Hi Ralph,

Sorry for the late reply, something along the lines of "swamped" ;-)

> On 03 Sep 2015, at 16:04 , Ralph Castain <r...@open-mpi.org> wrote:
> The purpose of orte_max_vm_size is to subdivide the allocation - i.e., for a 
> given mpirun execution, you can specify to only use a certain number of the 
> allocated nodes. If you want to further limit the VM to specific nodes in the 
> allocation, then you would use -host option.

*nods* Thanks, thats also how I interpreted it.

> It’s a little more complicated for your use-case as orte-dvm defines the VM, 
> not orte-submit. The latter simply tells orte-dvm to launch an application - 
> the daemons have already been established by orte-dvm and cannot change. So 
> if you want to setup orte-dvm and then submit to only some of the nodes, you 
> would have to use the -host option. Note that -host supports an extended 
> syntax for this purpose - you can ask for a specific number of “empty” nodes, 
> you can tell it to use only so many slots on a node, etc.

Ack. My question originated from running the dvm on a limited set.

> I’m confused by your examples because the max_vm_size values don’t seem 
> right. If you have a VM of size 1 or 2, then max_vm_size can only be 1 or 2. 
> You can’t have a max_vm_size larger than the number of available nodes. This 
> is probably the source of the problem you are seeing - I can add some 
> protection to ensure this doesn’t happen.

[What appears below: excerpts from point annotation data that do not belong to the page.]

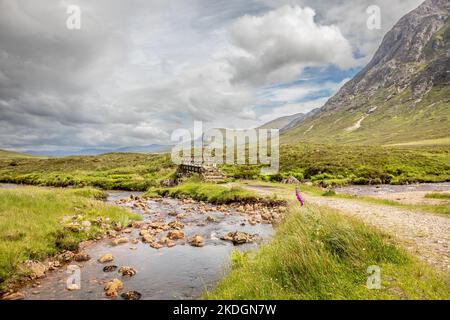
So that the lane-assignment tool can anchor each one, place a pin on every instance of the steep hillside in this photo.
(4, 154)
(282, 122)
(402, 95)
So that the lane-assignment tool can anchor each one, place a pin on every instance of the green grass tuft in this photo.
(319, 254)
(30, 225)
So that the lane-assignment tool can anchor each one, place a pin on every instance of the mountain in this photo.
(282, 122)
(402, 95)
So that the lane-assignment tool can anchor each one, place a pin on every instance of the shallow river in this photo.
(180, 272)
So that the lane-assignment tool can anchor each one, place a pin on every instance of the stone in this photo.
(239, 237)
(127, 271)
(131, 295)
(113, 287)
(155, 245)
(147, 238)
(37, 269)
(291, 180)
(109, 268)
(197, 241)
(73, 287)
(175, 234)
(106, 258)
(14, 296)
(118, 241)
(66, 256)
(86, 224)
(81, 256)
(176, 225)
(137, 224)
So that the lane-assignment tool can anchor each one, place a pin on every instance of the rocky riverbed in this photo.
(179, 249)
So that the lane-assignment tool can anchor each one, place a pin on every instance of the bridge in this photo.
(206, 168)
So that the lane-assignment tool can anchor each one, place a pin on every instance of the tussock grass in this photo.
(438, 195)
(319, 254)
(211, 193)
(30, 225)
(115, 171)
(334, 165)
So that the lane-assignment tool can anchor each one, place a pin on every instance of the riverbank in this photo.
(318, 253)
(36, 223)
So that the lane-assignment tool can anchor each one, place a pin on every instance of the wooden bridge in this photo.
(206, 168)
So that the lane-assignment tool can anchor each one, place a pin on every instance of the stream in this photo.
(179, 272)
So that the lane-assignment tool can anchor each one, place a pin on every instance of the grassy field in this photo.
(438, 195)
(31, 228)
(399, 119)
(122, 171)
(211, 193)
(287, 190)
(4, 154)
(319, 254)
(338, 165)
(321, 164)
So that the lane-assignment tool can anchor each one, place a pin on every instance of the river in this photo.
(179, 272)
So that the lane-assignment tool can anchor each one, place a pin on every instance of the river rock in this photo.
(239, 237)
(155, 245)
(81, 256)
(113, 287)
(131, 295)
(66, 256)
(147, 238)
(37, 269)
(118, 241)
(127, 271)
(137, 224)
(175, 234)
(106, 258)
(197, 241)
(14, 296)
(176, 225)
(109, 268)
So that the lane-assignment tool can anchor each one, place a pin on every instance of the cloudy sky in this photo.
(138, 69)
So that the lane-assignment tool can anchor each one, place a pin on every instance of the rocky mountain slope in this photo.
(402, 95)
(282, 122)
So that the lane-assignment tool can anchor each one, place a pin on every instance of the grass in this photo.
(31, 228)
(325, 165)
(333, 165)
(4, 154)
(319, 254)
(288, 191)
(113, 171)
(207, 192)
(438, 195)
(399, 118)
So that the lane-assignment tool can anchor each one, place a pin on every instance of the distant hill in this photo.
(282, 122)
(5, 154)
(152, 148)
(401, 96)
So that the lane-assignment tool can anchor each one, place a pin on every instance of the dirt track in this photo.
(423, 234)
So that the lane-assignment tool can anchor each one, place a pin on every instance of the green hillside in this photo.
(4, 154)
(395, 121)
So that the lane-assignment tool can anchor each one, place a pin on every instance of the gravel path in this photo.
(423, 234)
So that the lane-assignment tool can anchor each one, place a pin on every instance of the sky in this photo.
(136, 70)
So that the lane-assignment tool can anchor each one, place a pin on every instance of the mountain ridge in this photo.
(401, 95)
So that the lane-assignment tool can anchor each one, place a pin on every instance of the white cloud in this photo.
(277, 45)
(138, 69)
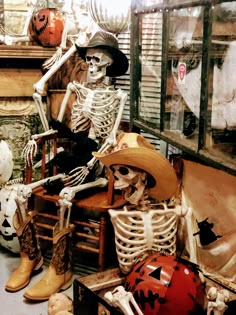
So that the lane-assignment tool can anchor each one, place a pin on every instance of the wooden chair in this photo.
(89, 213)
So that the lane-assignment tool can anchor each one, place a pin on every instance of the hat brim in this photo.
(151, 162)
(120, 63)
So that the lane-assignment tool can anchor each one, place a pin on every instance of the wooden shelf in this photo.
(26, 52)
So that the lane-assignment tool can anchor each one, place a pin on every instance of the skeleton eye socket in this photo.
(122, 170)
(92, 58)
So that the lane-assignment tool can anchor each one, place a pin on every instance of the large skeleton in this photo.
(97, 110)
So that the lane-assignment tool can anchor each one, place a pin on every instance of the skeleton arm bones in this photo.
(30, 149)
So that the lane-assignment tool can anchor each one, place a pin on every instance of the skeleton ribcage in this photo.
(94, 109)
(137, 233)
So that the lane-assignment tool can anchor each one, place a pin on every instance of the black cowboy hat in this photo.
(109, 42)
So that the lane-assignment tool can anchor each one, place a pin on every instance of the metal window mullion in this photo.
(206, 46)
(135, 66)
(164, 65)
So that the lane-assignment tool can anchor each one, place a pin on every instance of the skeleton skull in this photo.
(97, 59)
(130, 179)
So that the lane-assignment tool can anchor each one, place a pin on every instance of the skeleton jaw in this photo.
(133, 194)
(95, 73)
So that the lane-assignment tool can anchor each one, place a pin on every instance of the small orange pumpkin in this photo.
(166, 285)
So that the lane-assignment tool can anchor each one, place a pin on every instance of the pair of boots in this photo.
(59, 274)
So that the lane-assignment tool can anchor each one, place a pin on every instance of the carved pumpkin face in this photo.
(165, 285)
(8, 237)
(46, 27)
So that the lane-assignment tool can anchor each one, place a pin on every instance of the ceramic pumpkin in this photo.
(165, 285)
(46, 27)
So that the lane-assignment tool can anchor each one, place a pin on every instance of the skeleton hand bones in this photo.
(217, 299)
(122, 299)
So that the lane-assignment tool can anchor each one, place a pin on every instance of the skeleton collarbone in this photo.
(137, 233)
(95, 107)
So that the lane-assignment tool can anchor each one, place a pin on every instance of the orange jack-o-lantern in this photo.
(46, 27)
(166, 285)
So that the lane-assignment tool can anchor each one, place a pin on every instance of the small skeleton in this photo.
(97, 110)
(141, 228)
(217, 299)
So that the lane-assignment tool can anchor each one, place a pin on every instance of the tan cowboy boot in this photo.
(59, 274)
(31, 259)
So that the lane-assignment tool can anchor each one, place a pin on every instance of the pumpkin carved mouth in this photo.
(8, 237)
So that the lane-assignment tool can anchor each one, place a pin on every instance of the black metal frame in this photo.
(136, 122)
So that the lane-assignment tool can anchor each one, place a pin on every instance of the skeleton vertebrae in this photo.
(94, 108)
(137, 233)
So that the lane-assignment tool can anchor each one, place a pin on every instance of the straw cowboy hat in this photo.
(109, 42)
(134, 150)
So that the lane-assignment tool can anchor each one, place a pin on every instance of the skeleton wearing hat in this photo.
(146, 225)
(98, 107)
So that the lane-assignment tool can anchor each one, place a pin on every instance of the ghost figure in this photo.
(6, 162)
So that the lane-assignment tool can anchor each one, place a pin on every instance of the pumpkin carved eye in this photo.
(164, 285)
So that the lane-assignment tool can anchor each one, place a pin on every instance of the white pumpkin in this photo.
(8, 237)
(6, 162)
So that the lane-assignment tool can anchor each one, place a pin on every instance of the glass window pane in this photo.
(184, 74)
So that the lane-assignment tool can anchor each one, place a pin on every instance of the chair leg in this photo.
(102, 241)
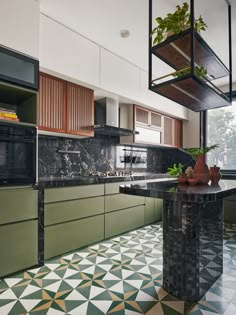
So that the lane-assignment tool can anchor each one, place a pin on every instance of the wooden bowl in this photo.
(192, 181)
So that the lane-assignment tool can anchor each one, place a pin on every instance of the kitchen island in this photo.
(192, 233)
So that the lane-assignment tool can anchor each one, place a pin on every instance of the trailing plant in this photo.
(194, 152)
(176, 170)
(175, 23)
(200, 72)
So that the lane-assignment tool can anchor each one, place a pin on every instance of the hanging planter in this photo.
(175, 23)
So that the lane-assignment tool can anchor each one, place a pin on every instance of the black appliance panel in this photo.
(17, 155)
(19, 69)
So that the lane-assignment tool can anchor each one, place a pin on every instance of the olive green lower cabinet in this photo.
(153, 210)
(230, 209)
(74, 217)
(18, 229)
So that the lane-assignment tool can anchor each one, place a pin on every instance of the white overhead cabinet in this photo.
(154, 128)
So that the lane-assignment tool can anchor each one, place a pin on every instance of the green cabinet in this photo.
(75, 192)
(124, 220)
(73, 218)
(18, 205)
(122, 201)
(153, 210)
(65, 237)
(18, 229)
(230, 209)
(69, 210)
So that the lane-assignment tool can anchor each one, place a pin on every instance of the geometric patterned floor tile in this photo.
(121, 276)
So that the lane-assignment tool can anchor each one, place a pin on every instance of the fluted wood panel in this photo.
(52, 103)
(178, 133)
(168, 131)
(80, 110)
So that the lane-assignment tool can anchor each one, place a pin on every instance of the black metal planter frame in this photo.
(194, 92)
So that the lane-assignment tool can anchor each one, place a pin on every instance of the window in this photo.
(222, 131)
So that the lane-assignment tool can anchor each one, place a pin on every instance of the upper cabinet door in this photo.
(19, 69)
(142, 116)
(156, 120)
(52, 104)
(80, 110)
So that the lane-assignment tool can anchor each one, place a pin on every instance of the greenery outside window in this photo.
(221, 123)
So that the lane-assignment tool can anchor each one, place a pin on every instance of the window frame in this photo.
(226, 173)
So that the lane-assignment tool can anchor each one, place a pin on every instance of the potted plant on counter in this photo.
(177, 171)
(201, 170)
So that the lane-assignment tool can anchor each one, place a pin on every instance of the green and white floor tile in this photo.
(119, 276)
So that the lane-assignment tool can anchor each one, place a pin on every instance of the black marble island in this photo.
(192, 233)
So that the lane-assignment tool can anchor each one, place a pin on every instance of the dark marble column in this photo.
(192, 247)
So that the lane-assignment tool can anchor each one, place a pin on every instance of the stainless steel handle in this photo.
(68, 151)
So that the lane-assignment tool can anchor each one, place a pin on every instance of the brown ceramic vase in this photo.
(215, 175)
(201, 170)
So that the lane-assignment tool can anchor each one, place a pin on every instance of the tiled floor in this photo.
(119, 276)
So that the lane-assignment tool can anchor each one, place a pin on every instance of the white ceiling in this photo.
(102, 20)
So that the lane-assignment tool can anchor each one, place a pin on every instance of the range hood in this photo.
(106, 120)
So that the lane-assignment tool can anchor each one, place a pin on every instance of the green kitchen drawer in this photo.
(73, 209)
(158, 209)
(229, 210)
(66, 237)
(153, 210)
(18, 246)
(75, 192)
(113, 188)
(18, 205)
(122, 201)
(124, 220)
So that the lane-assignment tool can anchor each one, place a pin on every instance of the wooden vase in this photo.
(215, 175)
(201, 170)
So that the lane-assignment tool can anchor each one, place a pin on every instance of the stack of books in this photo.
(8, 114)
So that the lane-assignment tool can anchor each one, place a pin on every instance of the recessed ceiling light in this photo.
(124, 33)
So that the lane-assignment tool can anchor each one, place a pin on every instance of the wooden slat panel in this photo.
(52, 106)
(178, 133)
(80, 110)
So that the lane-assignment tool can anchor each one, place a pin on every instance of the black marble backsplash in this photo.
(70, 157)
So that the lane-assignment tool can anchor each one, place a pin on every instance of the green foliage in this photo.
(175, 170)
(175, 23)
(200, 72)
(194, 152)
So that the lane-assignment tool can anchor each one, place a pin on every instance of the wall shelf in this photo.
(176, 52)
(22, 100)
(188, 52)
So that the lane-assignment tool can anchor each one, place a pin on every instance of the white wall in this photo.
(19, 25)
(68, 54)
(191, 131)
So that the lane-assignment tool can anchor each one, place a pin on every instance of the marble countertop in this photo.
(50, 182)
(171, 190)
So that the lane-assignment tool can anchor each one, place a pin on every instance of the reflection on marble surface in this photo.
(192, 247)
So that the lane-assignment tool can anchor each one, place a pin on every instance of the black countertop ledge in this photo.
(171, 190)
(52, 182)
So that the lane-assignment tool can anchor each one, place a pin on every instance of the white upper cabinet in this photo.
(19, 26)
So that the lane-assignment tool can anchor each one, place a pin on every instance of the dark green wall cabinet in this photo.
(19, 69)
(18, 229)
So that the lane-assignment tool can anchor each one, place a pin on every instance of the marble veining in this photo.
(174, 191)
(102, 154)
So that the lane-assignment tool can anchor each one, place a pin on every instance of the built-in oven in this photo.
(17, 154)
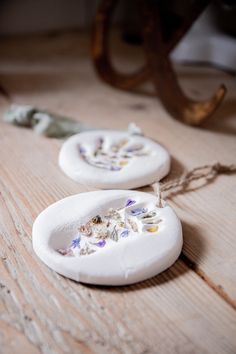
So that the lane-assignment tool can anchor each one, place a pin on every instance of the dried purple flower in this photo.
(124, 233)
(138, 211)
(75, 243)
(135, 147)
(82, 150)
(130, 202)
(101, 243)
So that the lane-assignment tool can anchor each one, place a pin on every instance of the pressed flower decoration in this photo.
(114, 225)
(114, 158)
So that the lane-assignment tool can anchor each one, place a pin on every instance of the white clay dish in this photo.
(108, 237)
(109, 159)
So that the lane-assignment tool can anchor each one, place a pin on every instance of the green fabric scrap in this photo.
(43, 122)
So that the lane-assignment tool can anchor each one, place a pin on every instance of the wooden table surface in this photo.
(190, 308)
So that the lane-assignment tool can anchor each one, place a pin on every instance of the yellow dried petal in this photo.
(152, 229)
(123, 163)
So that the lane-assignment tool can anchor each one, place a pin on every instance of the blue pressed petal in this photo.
(124, 233)
(130, 202)
(138, 211)
(76, 242)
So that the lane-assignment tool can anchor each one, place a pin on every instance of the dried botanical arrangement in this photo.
(113, 225)
(115, 157)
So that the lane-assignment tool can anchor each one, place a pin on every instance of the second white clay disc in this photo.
(108, 237)
(113, 160)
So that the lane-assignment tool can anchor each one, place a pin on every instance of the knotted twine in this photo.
(207, 172)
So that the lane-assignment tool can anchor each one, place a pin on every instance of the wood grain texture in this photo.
(179, 311)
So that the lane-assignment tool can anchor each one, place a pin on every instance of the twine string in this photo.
(207, 171)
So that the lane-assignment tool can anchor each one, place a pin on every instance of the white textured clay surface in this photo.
(113, 160)
(112, 237)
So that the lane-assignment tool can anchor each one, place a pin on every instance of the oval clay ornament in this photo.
(109, 159)
(113, 237)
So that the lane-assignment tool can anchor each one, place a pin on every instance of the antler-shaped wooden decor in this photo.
(157, 45)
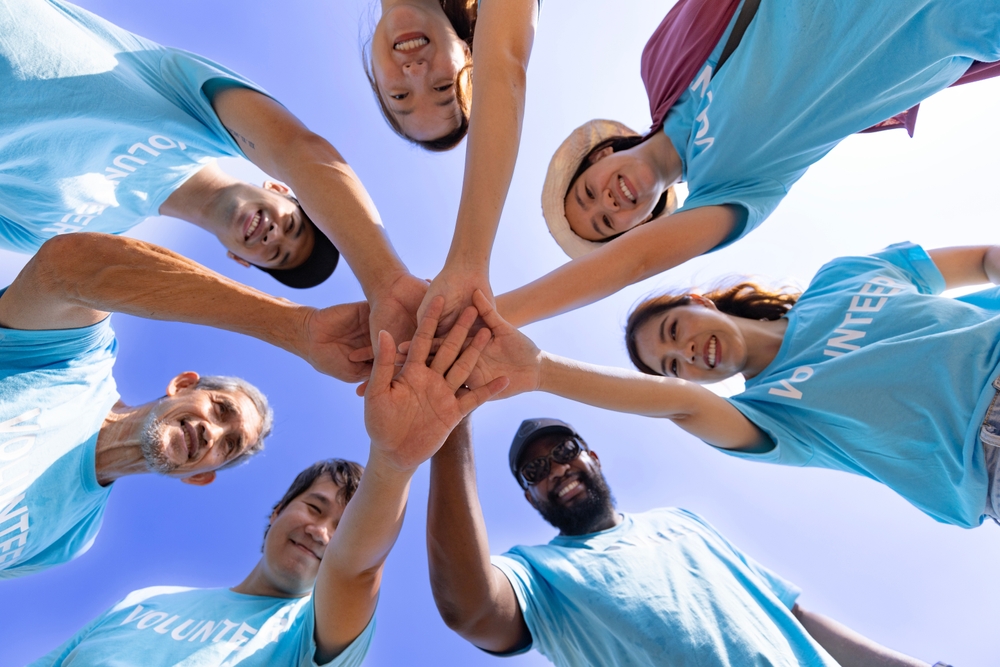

I screwed up my write-up, the actual calls were correct, but I understand your 
confusion :-)
(In my code I have a "reservation size", which I mixed up with the VM size in 
my original mail)

> We don’t appear to support either -host or -np as MCA params.
> I’m not sure -np would make sense,

I probably agree with that.

> but we could add a param for -host.

Yeah, that would help.

> We do have a param for the default hostfile, but that probably wouldn’t help 
> here.

I was expecting such a thing actually, that also raised my MCA question.

> We can certainly extend the orte-dvm and orte-submit cmd lines. I only 
> brought over a minimal set at first in order to get things running quickly, 
> but no problem with increasing capability. Just a question of finding a 
> little time.

Fully understandable!

> For ompi_info, try doing “ompi_info -l 9” to get the full output of params.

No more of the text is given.